Os desempregados, diz, sofrem de um sentimento de grande desvalorização.

“E também se auto-culpabilizam de estar nessa situação. Questionam-se se não deveriam ter feito esta aposta, e não aquela, ter tido este comportamento, e não o outro… Nestas pessoas em que as pessoas se sentem mais em baixo, é como se se visse, de certo modo, o mundo através de uns óculos escuros… A percepção das coisas à sua volta reflecte-se, eventualmente, numa tendência para a pessoa se culpabilizar a ela própria”, diz Luís Filipe Fernandes.

As pessoas recorrem, por causa do desemprego, talvez não tanto directamente ao psiquiatra, embora os preconceitos que existiam em relação a doenças do foro psíquico, refere, já se estejam a esbater; mas recorrem muito, por causa de problemas causados pelo desemprego, ao médico de família, que depois, dependendo da natureza da situação em causa, os encaminha para um psiquiatra.
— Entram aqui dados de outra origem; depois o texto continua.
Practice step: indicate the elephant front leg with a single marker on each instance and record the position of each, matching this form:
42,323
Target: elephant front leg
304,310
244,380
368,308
“Há uma procura maior do apoio de ordem psicológica”, sublinha-nos.

Estas circunstâncias de conflitualidade social já existem há bastante tempo, admite, mas alerta para o facto de ainda não existir distanciamento temporal suficiente para que se possa avaliar correctamente do impacto da crise económico-financeira, das falências e dos desempregos na saúde mental do madeirenses.

Mas sempre vai admitindo que esse impacto é inegável, e que as pessoas podem sofrer duplamente por serem incorrectamente avaliadas por quem considera que as doenças como a depressão são “baboseiras”.

“São doenças que são tão incapacitantes como as físicas, mas não se vêem. E as pessoas que nunca passaram por situações similares, de ataques de pânico, de ansiedade ou depressão, tendem a desvalorizá-las. Ainda há um bocado aquela ideia de que é uma baboseirada, que a pessoa só não faz as coisas porque não quer”.

O curioso é que há mais esse preconceito em relação a estas doenças, do que em recorrer a um psiquiatra, algo considerado muito mais normal nos dias de hoje, mesmo numa sociedade pequena como a nossa.

A comunicação social, realça, tem tido um importante papel ao explicar às pessoas que não é vergonha nenhuma sentir-se deprimido e precisar de ajuda.

A sociedade, assim, acaba por começar a perceber que existem outras doenças que podem ser tão incapacitantes como problemas físicos, como partir um pé… Há problemas psicológicos, de facto, que podem ser muito piores do que uma fractura, e incapacitarem alguém ainda mais.

desemprego

Luís Filipe Fernandes aconselha as pessoas que estão a passar por situações difíceis de desemprego a não desistirem das suas capacidades; antes pelo contrário, a acreditarem nelas. E não se devem isolar, porque isso as conduz a perspectivas de auto-culpabilização. “Devem estar em contacto com as pessoas de quem gostam e com quem se sentem bem… E não devem deixar de procurar trabalho, e esperar… acreditemos todos… que isto um dia vai melhorar!”